Kaboom: Surface Manifestations of Cometary Outbursts

Comets are among the most primitive objects in the solar system, acting as time capsules that preserve clues about the solar system’s origins and early evolution. These icy bodies store volatile compounds that are sporadically released, offering a window into their internal structure and composition. Among the mechanisms of volatile release, outbursts stand out as the most extreme and energetic, marked by sudden brightness increases and the ejection of vast amounts of material into space (Lin et al., 2009; Lin et al., 2017; Vincent et al., 2016). Such explosive events have been observed on a range of cometary bodies—including Jupiter-family comets (Li et al., 2011), centaurs (Donaldson, A., & Scholz, A. 2020), and dynamically new comets (Combi et al. 2019)—and occur under diverse conditions: at perihelion and aphelion, and during midday and/or local night(Rousselot, 2008; Vincent et al., 2016).

     Despite their dramatic nature and scientific importance, the mechanisms driving outbursts and their effects on a comet’s surface morphology remain poorly understood. ESA’s Rosetta mission provided over two years of unprecedented observations of Comet 67P/Churyumov–Gerasimenko (67P), capturing dozens of outbursts throughout the comet’s perihelion passage (Vincent et al., 2016). However, studying the impact of these outbursts on 67P’s surface presents unique challenges due to the comet’s complex bilobate shape, which complicates observation and analyses. This challenge is highlighted by the fact that while 34 major outbursts near perihelion were identified (Vincent et al., 2016), only 6 outburst-associated surface changes were documented prior to this study (Pajola et al., 2017; Fornasier et al. 2017; El-Maarry et al., 2019; Hasselmann et al., 2019). 

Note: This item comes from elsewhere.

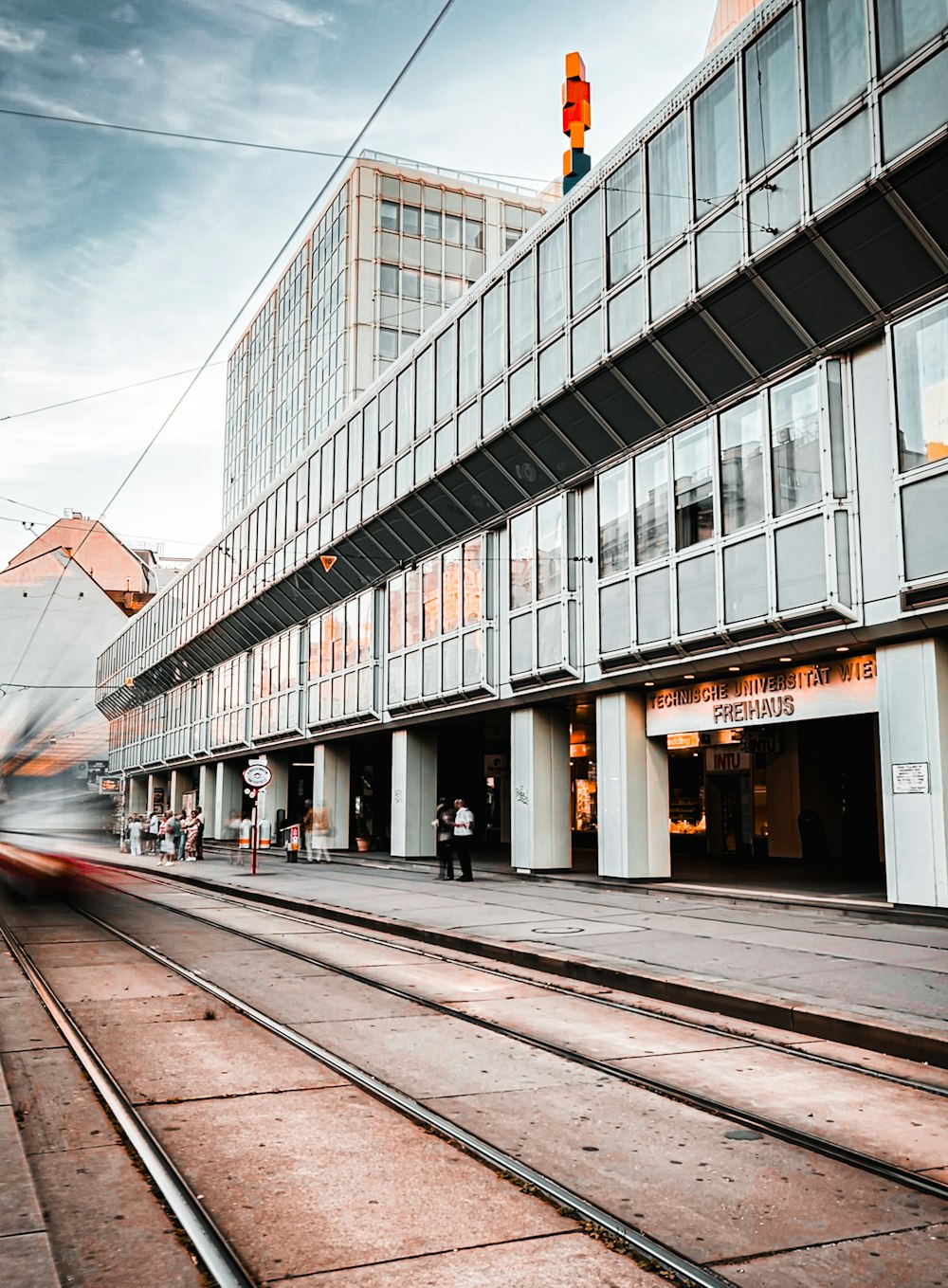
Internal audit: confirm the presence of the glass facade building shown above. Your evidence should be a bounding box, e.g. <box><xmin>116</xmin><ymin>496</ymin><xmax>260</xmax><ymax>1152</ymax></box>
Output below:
<box><xmin>100</xmin><ymin>0</ymin><xmax>948</xmax><ymax>904</ymax></box>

     To bridge this gap, we have developed a new tool–the Rosetta Search and Characterization Tool (RoSCo) that allows selecting a region of interest on a 3D shape model of 67P and retrieval of all associated images, followed by precise projection of all images into any user-defined coordinate system. Using RoSCo, we are mapping outburst-driven changes in high-resolution detail and will present a comprehensive analysis of how these energetic events reshape cometary terrain. The results demonstrate that cliff collapses, pit formation, and smooth terrain loss are all capable of sourcing such events. These cascading surface transformations offer critical constraints for refining models of cometary dynamics, volatile redistribution, and long-term landscape evolution. In this presentation, we will present all of our new findings and what our ongoing work will be to fully characterize these most dramatic of comet-shaping events.